Response to Doty: “The Cosmological Human Body: Biogenetic and Cultural Factors”

There are times when you have to stop and wonder whether anyone knows how to write clear academic prose anymore. Doty’s “Cosmological Human Body” reads like narratology. Abstraction is abused to no real end outside the confusion (or amusement) of the reader [thanks to Doty we can now discuss “particular parts” and “enacted performance” (as opposed to non-specific parts and latent performance)]. It is a genuine effort to carve away from his unnatural prose all the filler and senseless abstraction, and once that is done very little of value remains.

Put plainly he claims in the introduction that the human body is central to cosmology. This is hardly addressed and its ‘recognition’ gets us nowhere. Early on he claims that human physical nature both influences and interacts with the social/universal aspects of myth and ritual. The body in essence becomes a model. Culture and biology are non-exclusive determinants of what is characteristically human. Further, comparison with animal nature yields helpful data toward understanding the use of the body in ritual as both a link to and a microcosm of the universal. However, “Ritualization” among non-human animals is merely a helpful model that must not be given too much weight. Finally, the human body is correlative to one’s social structure, existing as an individualized code which makes the universal immediate. The apparent lack of ritual among moderns is an illusion: we simply have different types of ritual. So far so good. Now one should expect evidence beyond the scattered theoretical ramblings of scholars across several fields.

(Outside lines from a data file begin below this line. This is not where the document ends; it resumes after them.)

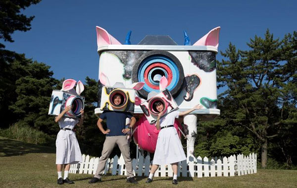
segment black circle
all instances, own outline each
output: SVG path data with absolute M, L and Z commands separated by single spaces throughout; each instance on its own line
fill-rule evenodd
M 177 57 L 176 57 L 173 54 L 165 50 L 156 50 L 149 51 L 144 54 L 138 59 L 137 59 L 135 64 L 134 64 L 133 65 L 133 68 L 132 69 L 132 79 L 133 83 L 139 82 L 138 80 L 138 69 L 143 61 L 144 61 L 144 60 L 145 60 L 147 58 L 156 55 L 163 55 L 167 58 L 169 58 L 175 63 L 178 67 L 180 73 L 179 80 L 176 86 L 175 86 L 172 90 L 171 90 L 171 91 L 170 91 L 172 96 L 174 97 L 177 96 L 182 89 L 183 83 L 184 83 L 184 79 L 185 78 L 185 76 L 184 75 L 184 69 L 183 68 L 182 64 Z M 138 91 L 137 92 L 139 95 L 141 97 L 145 99 L 148 98 L 148 92 L 147 92 L 144 89 L 142 89 L 141 90 Z
M 113 102 L 113 98 L 112 98 L 113 96 L 116 94 L 118 94 L 121 97 L 121 103 L 120 103 L 118 105 L 116 105 L 114 103 L 114 102 Z M 109 94 L 109 101 L 111 103 L 111 105 L 112 105 L 113 106 L 114 106 L 117 107 L 122 107 L 123 105 L 126 103 L 126 101 L 127 100 L 127 95 L 126 94 L 125 92 L 119 90 L 114 90 L 112 91 Z

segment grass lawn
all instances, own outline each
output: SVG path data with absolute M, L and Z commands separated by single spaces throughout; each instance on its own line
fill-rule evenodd
M 137 177 L 138 185 L 126 183 L 126 177 L 106 175 L 103 182 L 89 184 L 92 175 L 70 174 L 75 184 L 58 185 L 55 148 L 23 143 L 0 137 L 0 187 L 3 188 L 297 188 L 297 171 L 258 170 L 256 174 L 234 177 L 155 178 L 150 184 L 147 177 Z

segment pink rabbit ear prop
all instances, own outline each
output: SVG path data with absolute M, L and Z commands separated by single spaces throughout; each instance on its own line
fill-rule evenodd
M 63 85 L 62 86 L 62 91 L 65 92 L 69 91 L 72 88 L 74 88 L 76 84 L 76 81 L 72 79 L 67 79 L 63 82 Z
M 101 27 L 96 26 L 98 47 L 108 45 L 121 45 L 121 43 Z
M 85 87 L 84 87 L 84 85 L 80 80 L 77 82 L 77 85 L 76 85 L 76 93 L 78 94 L 80 94 L 83 93 Z
M 217 48 L 219 46 L 219 34 L 220 29 L 220 27 L 213 29 L 193 46 L 212 46 Z
M 160 85 L 159 85 L 159 90 L 162 91 L 166 88 L 167 86 L 167 84 L 168 83 L 168 81 L 167 78 L 164 76 L 161 78 L 160 80 Z
M 135 105 L 137 106 L 139 106 L 142 103 L 142 98 L 139 97 L 138 96 L 135 96 Z
M 136 82 L 133 83 L 131 86 L 131 88 L 134 89 L 136 91 L 140 90 L 144 87 L 145 85 L 145 83 L 140 82 Z
M 99 80 L 100 80 L 100 82 L 101 84 L 103 84 L 105 86 L 109 86 L 109 80 L 107 77 L 103 73 L 101 72 L 100 73 L 100 75 L 99 76 Z

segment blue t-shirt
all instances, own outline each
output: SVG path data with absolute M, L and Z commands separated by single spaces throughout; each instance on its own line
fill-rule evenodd
M 105 135 L 106 137 L 113 136 L 125 136 L 122 130 L 126 126 L 126 118 L 131 119 L 132 115 L 130 112 L 116 111 L 104 111 L 100 115 L 100 118 L 106 120 L 107 129 L 110 132 Z

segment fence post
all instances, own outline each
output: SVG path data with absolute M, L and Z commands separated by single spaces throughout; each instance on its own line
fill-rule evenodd
M 197 157 L 197 174 L 198 178 L 202 178 L 202 158 Z
M 224 177 L 228 177 L 228 159 L 226 157 L 223 158 L 223 172 Z
M 149 165 L 150 164 L 150 157 L 149 154 L 146 157 L 145 159 L 145 176 L 148 176 L 149 173 Z
M 217 160 L 217 176 L 222 176 L 222 160 L 220 159 Z
M 229 165 L 230 169 L 230 176 L 234 176 L 234 157 L 233 155 L 229 157 Z
M 210 160 L 210 176 L 215 177 L 215 161 L 213 158 Z
M 186 177 L 187 176 L 187 160 L 182 161 L 182 177 Z
M 113 162 L 112 163 L 112 170 L 111 171 L 111 175 L 116 175 L 116 172 L 117 171 L 117 164 L 118 161 L 118 157 L 117 155 L 115 155 L 113 157 Z M 120 173 L 119 173 L 119 175 Z
M 204 165 L 204 177 L 209 177 L 209 163 L 208 162 L 208 158 L 204 157 L 203 158 L 203 163 Z

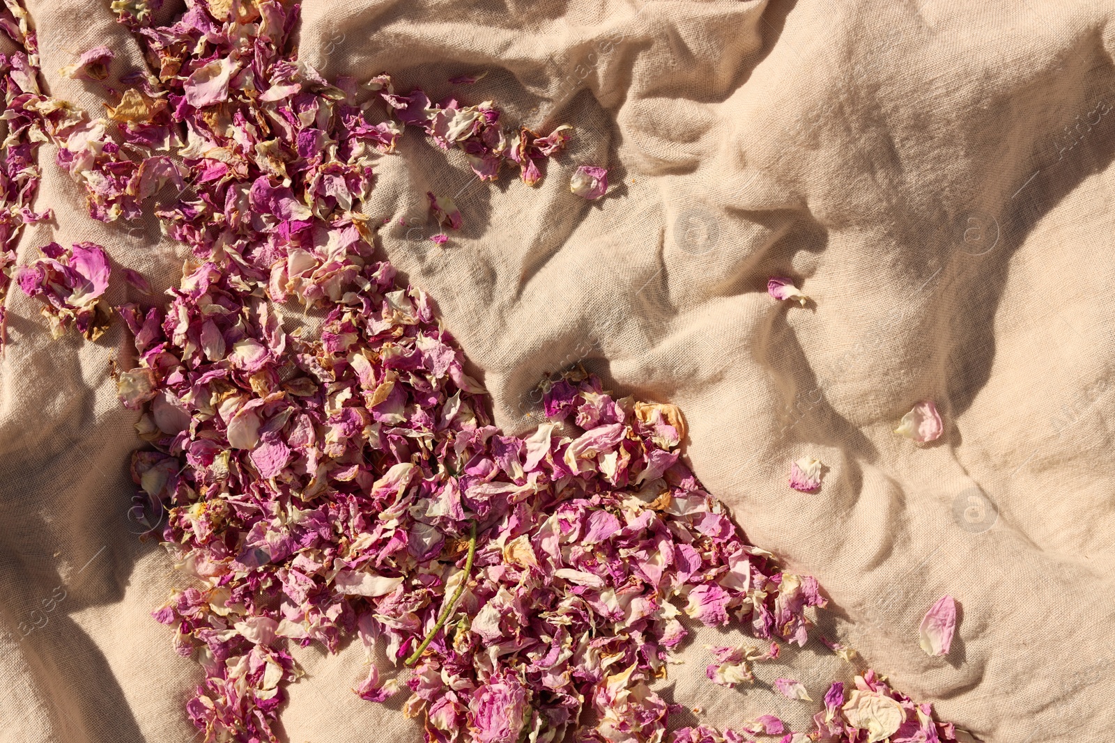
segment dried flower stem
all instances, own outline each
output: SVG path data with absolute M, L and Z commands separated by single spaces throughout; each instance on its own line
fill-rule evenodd
M 406 659 L 406 664 L 408 666 L 413 666 L 414 664 L 418 663 L 418 658 L 421 657 L 423 651 L 425 651 L 426 647 L 430 644 L 430 642 L 433 642 L 434 636 L 437 635 L 437 633 L 442 629 L 442 627 L 445 626 L 445 623 L 446 620 L 448 620 L 449 615 L 453 614 L 453 609 L 457 605 L 457 599 L 459 599 L 460 595 L 465 593 L 465 586 L 468 585 L 468 576 L 472 575 L 473 573 L 473 558 L 475 556 L 476 556 L 476 524 L 474 521 L 473 528 L 468 532 L 468 556 L 465 557 L 465 577 L 460 579 L 460 585 L 457 586 L 457 590 L 453 593 L 453 598 L 449 599 L 449 603 L 445 605 L 444 609 L 442 609 L 442 616 L 437 618 L 437 624 L 435 624 L 434 628 L 426 634 L 426 638 L 421 641 L 421 645 L 419 645 L 415 649 L 415 652 L 410 654 L 410 657 Z

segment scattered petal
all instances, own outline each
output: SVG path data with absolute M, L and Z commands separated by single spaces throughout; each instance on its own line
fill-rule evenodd
M 814 492 L 821 488 L 821 468 L 824 465 L 820 459 L 813 457 L 802 457 L 789 466 L 789 487 L 802 492 Z
M 569 189 L 590 202 L 600 198 L 608 190 L 608 169 L 595 165 L 582 165 L 570 178 Z
M 927 655 L 948 655 L 957 628 L 957 603 L 946 594 L 922 617 L 918 628 Z
M 805 303 L 809 301 L 805 294 L 802 294 L 794 286 L 794 281 L 792 278 L 782 278 L 779 276 L 770 276 L 767 280 L 767 294 L 776 300 L 793 300 L 801 304 L 803 307 Z
M 918 442 L 935 441 L 941 438 L 944 427 L 937 405 L 932 400 L 922 400 L 913 410 L 902 417 L 894 432 Z

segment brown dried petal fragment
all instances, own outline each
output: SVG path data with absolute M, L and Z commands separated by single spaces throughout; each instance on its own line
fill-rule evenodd
M 108 110 L 108 118 L 114 121 L 144 124 L 151 120 L 151 117 L 162 107 L 159 104 L 165 106 L 166 101 L 151 101 L 138 90 L 132 88 L 124 91 L 118 105 L 114 107 L 105 104 L 105 108 Z
M 376 391 L 371 394 L 371 398 L 368 400 L 368 407 L 375 408 L 380 402 L 386 400 L 387 395 L 389 395 L 391 390 L 395 389 L 395 381 L 398 378 L 399 375 L 395 371 L 388 371 L 384 374 L 384 381 L 380 382 L 379 387 L 377 387 Z
M 663 419 L 666 419 L 666 422 L 672 426 L 678 432 L 678 440 L 683 440 L 689 429 L 686 426 L 686 419 L 685 416 L 681 414 L 680 408 L 662 402 L 634 403 L 634 414 L 639 417 L 639 420 L 647 424 L 653 423 L 656 410 Z
M 210 14 L 219 21 L 229 20 L 232 12 L 232 0 L 209 0 Z

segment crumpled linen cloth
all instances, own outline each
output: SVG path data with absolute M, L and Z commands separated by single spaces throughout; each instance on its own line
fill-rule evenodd
M 161 13 L 176 9 L 168 3 Z M 47 89 L 98 114 L 103 89 L 56 70 L 101 43 L 113 79 L 142 65 L 101 3 L 30 0 Z M 181 10 L 181 9 L 178 9 Z M 816 576 L 818 630 L 854 646 L 944 720 L 995 743 L 1115 733 L 1115 4 L 1006 0 L 349 0 L 303 3 L 299 55 L 324 75 L 495 99 L 505 121 L 575 127 L 535 189 L 478 183 L 408 130 L 367 212 L 391 217 L 387 255 L 439 304 L 493 394 L 525 431 L 531 390 L 576 362 L 614 390 L 677 403 L 688 457 L 757 545 Z M 107 82 L 112 82 L 113 79 Z M 20 262 L 50 239 L 104 244 L 115 264 L 176 283 L 182 246 L 152 222 L 89 218 L 40 150 Z M 578 165 L 612 187 L 569 193 Z M 464 227 L 428 241 L 425 192 Z M 409 226 L 399 224 L 405 218 Z M 423 226 L 423 221 L 427 219 Z M 765 292 L 784 275 L 805 307 Z M 108 296 L 135 290 L 114 274 Z M 198 740 L 183 705 L 200 669 L 148 613 L 186 585 L 140 541 L 119 407 L 96 343 L 51 341 L 36 305 L 7 300 L 0 369 L 0 741 Z M 934 400 L 944 436 L 892 429 Z M 789 462 L 824 461 L 814 495 Z M 942 594 L 960 606 L 944 658 L 918 644 Z M 701 632 L 661 693 L 696 721 L 815 705 L 764 683 L 704 677 Z M 414 721 L 349 690 L 359 648 L 308 648 L 282 714 L 288 739 L 419 741 Z M 820 644 L 760 666 L 814 700 L 854 668 Z

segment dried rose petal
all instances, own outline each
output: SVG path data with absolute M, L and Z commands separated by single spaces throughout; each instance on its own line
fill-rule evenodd
M 821 469 L 824 465 L 820 459 L 802 457 L 789 466 L 789 487 L 802 492 L 814 492 L 821 488 Z
M 809 693 L 805 691 L 805 686 L 803 686 L 801 682 L 793 681 L 791 678 L 775 678 L 770 685 L 788 700 L 801 700 L 803 702 L 813 701 L 809 698 Z
M 460 209 L 449 196 L 436 196 L 434 192 L 426 192 L 429 199 L 429 208 L 437 218 L 437 223 L 449 229 L 460 229 Z
M 922 617 L 918 633 L 927 655 L 948 655 L 957 628 L 957 603 L 946 594 Z
M 687 636 L 682 614 L 769 644 L 738 659 L 721 648 L 724 682 L 775 657 L 775 638 L 804 645 L 807 609 L 825 605 L 816 580 L 779 570 L 702 489 L 677 408 L 573 370 L 543 385 L 549 422 L 505 436 L 433 301 L 377 258 L 372 167 L 405 130 L 460 150 L 483 180 L 511 163 L 535 185 L 570 127 L 505 129 L 491 101 L 404 95 L 387 75 L 326 80 L 295 55 L 297 3 L 234 4 L 193 3 L 161 26 L 145 3 L 114 2 L 157 72 L 122 80 L 119 126 L 39 98 L 33 50 L 4 72 L 11 141 L 51 141 L 91 216 L 149 207 L 191 256 L 167 306 L 118 309 L 137 360 L 118 389 L 143 405 L 133 477 L 165 505 L 164 544 L 192 576 L 156 617 L 176 652 L 204 659 L 194 724 L 278 740 L 299 674 L 290 643 L 337 652 L 355 633 L 415 666 L 404 711 L 438 743 L 646 743 L 670 722 L 649 684 Z M 22 153 L 4 167 L 26 188 Z M 46 218 L 26 206 L 23 223 Z M 432 207 L 459 226 L 455 206 Z M 43 254 L 17 282 L 59 324 L 99 326 L 107 261 Z M 277 304 L 295 300 L 320 311 L 317 330 L 284 326 Z M 398 687 L 370 667 L 353 691 Z
M 894 432 L 918 442 L 935 441 L 941 438 L 944 427 L 932 400 L 922 400 L 913 410 L 902 417 Z
M 867 733 L 865 743 L 889 739 L 905 720 L 901 704 L 874 690 L 853 690 L 841 712 L 849 725 Z
M 78 60 L 58 70 L 61 77 L 84 80 L 104 80 L 108 77 L 108 62 L 116 53 L 108 47 L 94 47 L 81 55 Z
M 590 202 L 600 198 L 608 190 L 608 169 L 595 165 L 582 165 L 570 178 L 569 189 Z
M 805 294 L 802 294 L 794 286 L 794 281 L 792 278 L 782 278 L 779 276 L 770 276 L 767 280 L 767 294 L 776 300 L 794 300 L 803 307 L 805 303 L 809 301 Z

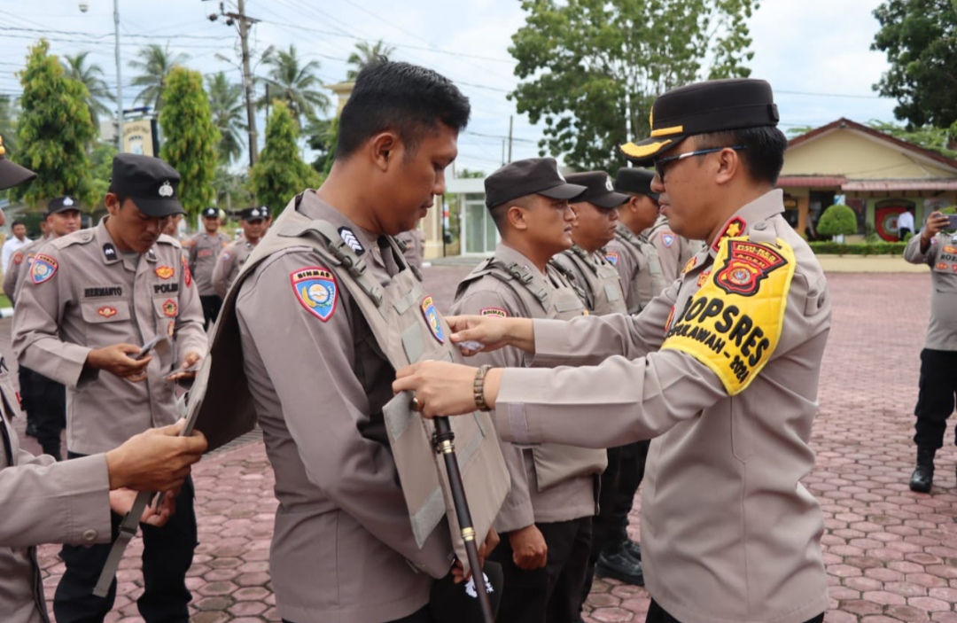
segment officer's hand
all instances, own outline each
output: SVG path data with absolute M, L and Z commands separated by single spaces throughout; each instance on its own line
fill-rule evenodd
M 501 370 L 485 375 L 485 402 L 495 407 Z M 476 410 L 476 368 L 449 362 L 425 361 L 407 366 L 395 374 L 392 391 L 412 391 L 426 417 L 462 415 Z
M 196 378 L 196 372 L 199 371 L 199 362 L 203 358 L 201 354 L 195 350 L 190 350 L 183 358 L 183 363 L 180 364 L 179 369 L 175 370 L 172 374 L 167 377 L 167 381 L 179 381 L 181 379 L 194 379 Z
M 521 569 L 542 568 L 548 562 L 548 545 L 534 523 L 509 532 L 508 543 L 512 545 L 512 561 Z
M 447 316 L 445 320 L 453 331 L 452 341 L 466 357 L 509 345 L 535 352 L 534 325 L 527 318 Z
M 938 211 L 930 212 L 930 215 L 927 216 L 926 226 L 924 228 L 924 231 L 921 232 L 921 237 L 923 237 L 924 241 L 930 242 L 930 238 L 934 237 L 939 232 L 946 229 L 948 222 L 949 221 L 946 214 L 942 214 Z
M 135 383 L 146 378 L 146 366 L 153 359 L 150 355 L 139 360 L 133 359 L 138 352 L 140 346 L 136 345 L 115 344 L 91 350 L 86 356 L 86 365 Z
M 116 491 L 110 491 L 110 510 L 112 510 L 117 515 L 125 517 L 126 514 L 133 508 L 133 502 L 136 501 L 137 492 L 132 489 L 117 489 Z M 159 501 L 160 496 L 156 496 L 154 499 L 154 503 L 146 506 L 143 515 L 140 517 L 140 523 L 145 523 L 146 525 L 154 525 L 156 527 L 161 527 L 169 521 L 169 518 L 176 513 L 176 496 L 171 493 L 163 496 L 163 501 Z M 158 502 L 158 503 L 157 503 Z
M 198 431 L 192 436 L 179 436 L 185 425 L 186 421 L 180 420 L 150 429 L 106 453 L 110 489 L 167 491 L 182 486 L 189 476 L 189 466 L 202 457 L 207 445 Z

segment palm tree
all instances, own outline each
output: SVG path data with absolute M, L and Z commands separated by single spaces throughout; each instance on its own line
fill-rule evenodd
M 219 161 L 230 164 L 240 155 L 244 146 L 242 133 L 246 131 L 243 118 L 246 103 L 241 84 L 230 82 L 219 72 L 206 77 L 206 87 L 212 109 L 212 123 L 219 129 Z
M 345 73 L 345 79 L 356 79 L 363 67 L 376 60 L 379 56 L 388 56 L 393 52 L 395 52 L 395 48 L 383 43 L 382 39 L 379 39 L 372 45 L 369 45 L 368 41 L 360 41 L 356 44 L 355 51 L 349 55 L 348 59 L 345 61 L 346 65 L 352 65 L 353 67 L 353 69 Z
M 152 106 L 153 112 L 159 113 L 163 107 L 163 87 L 166 86 L 167 76 L 173 67 L 182 65 L 189 57 L 182 53 L 174 56 L 169 52 L 168 44 L 163 48 L 157 43 L 140 48 L 136 56 L 137 60 L 129 61 L 131 68 L 141 72 L 133 78 L 133 86 L 143 87 L 136 96 L 136 101 Z
M 289 51 L 277 50 L 269 46 L 262 55 L 262 62 L 270 67 L 269 77 L 265 78 L 266 95 L 259 99 L 257 105 L 268 106 L 273 100 L 281 100 L 289 106 L 289 112 L 299 127 L 302 126 L 302 117 L 312 120 L 318 111 L 324 111 L 329 106 L 329 97 L 315 87 L 323 83 L 316 76 L 320 69 L 318 60 L 310 60 L 302 65 L 296 56 L 296 46 L 290 45 Z
M 115 102 L 116 98 L 106 86 L 102 68 L 97 63 L 86 64 L 86 57 L 89 54 L 89 52 L 80 52 L 72 56 L 66 55 L 61 62 L 67 78 L 72 78 L 86 85 L 86 90 L 90 94 L 86 100 L 86 107 L 90 109 L 90 119 L 99 131 L 100 117 L 112 117 L 114 113 L 105 101 Z

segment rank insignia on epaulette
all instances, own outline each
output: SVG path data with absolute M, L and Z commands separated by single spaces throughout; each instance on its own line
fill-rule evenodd
M 56 274 L 56 260 L 46 254 L 37 254 L 30 267 L 30 278 L 33 283 L 49 281 Z
M 439 344 L 445 344 L 445 331 L 442 330 L 442 323 L 438 317 L 438 310 L 435 309 L 435 303 L 433 301 L 432 297 L 423 299 L 420 307 L 426 324 L 429 325 L 429 330 L 432 332 L 432 337 L 438 340 Z
M 323 323 L 336 311 L 339 288 L 327 268 L 306 266 L 289 274 L 296 298 L 310 314 Z

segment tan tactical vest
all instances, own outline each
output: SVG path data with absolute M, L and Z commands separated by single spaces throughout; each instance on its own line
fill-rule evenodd
M 366 261 L 343 242 L 335 227 L 325 221 L 310 220 L 296 211 L 300 199 L 290 203 L 243 265 L 223 303 L 210 355 L 193 386 L 190 413 L 195 428 L 209 438 L 211 450 L 252 430 L 255 423 L 242 366 L 235 298 L 240 284 L 256 266 L 283 249 L 309 247 L 329 263 L 394 368 L 425 360 L 463 362 L 457 348 L 449 342 L 448 324 L 412 271 L 401 271 L 388 285 L 380 285 L 367 272 Z M 397 246 L 394 250 L 400 253 Z M 206 392 L 214 397 L 203 400 Z M 433 444 L 434 426 L 412 412 L 410 403 L 410 396 L 400 394 L 384 407 L 382 415 L 413 534 L 421 546 L 447 517 L 456 553 L 467 567 L 444 461 Z M 473 527 L 481 539 L 508 495 L 508 472 L 488 413 L 476 412 L 450 420 Z
M 524 318 L 567 321 L 589 313 L 574 286 L 558 271 L 550 270 L 548 277 L 561 286 L 550 290 L 539 288 L 533 285 L 534 276 L 527 267 L 515 262 L 505 264 L 495 257 L 483 261 L 462 279 L 456 298 L 469 283 L 486 275 L 508 284 L 524 307 Z M 601 474 L 608 466 L 608 453 L 604 450 L 555 443 L 537 445 L 531 450 L 539 491 L 580 476 Z
M 624 225 L 619 225 L 614 232 L 614 236 L 634 249 L 635 253 L 641 256 L 642 265 L 647 265 L 648 269 L 639 270 L 632 278 L 632 282 L 628 284 L 628 291 L 625 299 L 633 301 L 628 308 L 629 314 L 637 314 L 645 308 L 651 300 L 661 294 L 668 286 L 661 271 L 661 261 L 658 259 L 657 251 L 648 240 L 643 240 L 634 235 Z M 624 287 L 624 284 L 622 284 Z
M 599 259 L 595 254 L 590 254 L 578 245 L 564 251 L 563 256 L 574 264 L 576 270 L 573 277 L 581 276 L 585 279 L 585 283 L 582 284 L 586 290 L 585 303 L 592 314 L 605 316 L 627 313 L 621 278 L 614 266 L 604 258 Z M 555 258 L 551 261 L 556 267 L 563 268 Z

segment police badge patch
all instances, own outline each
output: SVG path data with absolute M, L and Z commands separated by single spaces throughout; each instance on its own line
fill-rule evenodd
M 307 266 L 289 274 L 296 298 L 306 311 L 323 323 L 336 311 L 339 289 L 336 278 L 327 268 Z
M 442 323 L 438 319 L 438 311 L 435 309 L 435 303 L 433 302 L 432 297 L 423 299 L 420 307 L 422 309 L 422 316 L 425 317 L 426 324 L 429 325 L 429 330 L 432 331 L 432 337 L 438 340 L 439 344 L 445 344 L 445 331 L 442 330 Z
M 46 254 L 37 254 L 30 268 L 30 278 L 33 283 L 49 281 L 56 274 L 56 260 Z

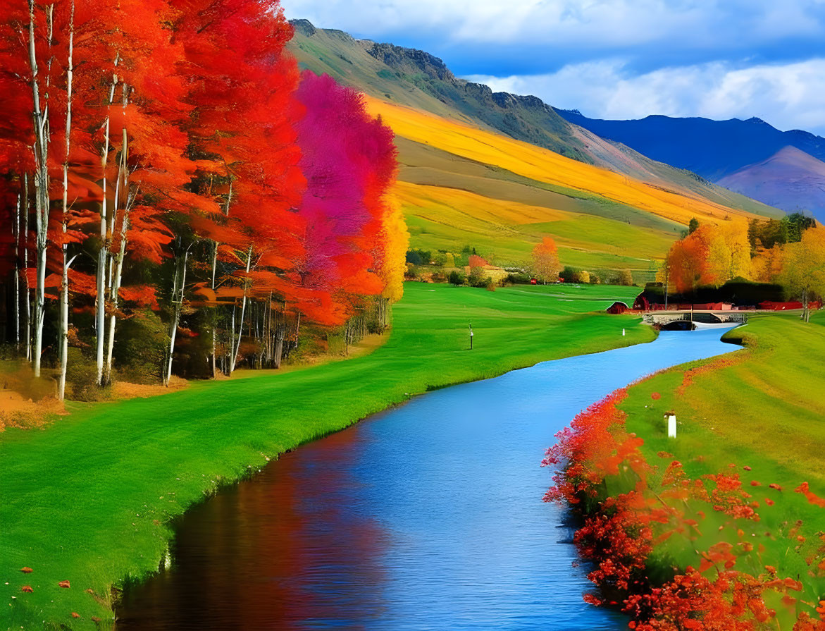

Instead we are told that the colors white, red and black have symbolic significance because they represent presumably sperm, blood and excrement, each of which (in some indeterminable way) relates to an intensity of emotion and hence power. The body is the source of all expressions of the social and universal (somehow, though he never quite says how or relates the sperm-blood-excrement triad with the rest of this disconnected section). He feels content then to move on to the social ramifications of what he has failed to prove.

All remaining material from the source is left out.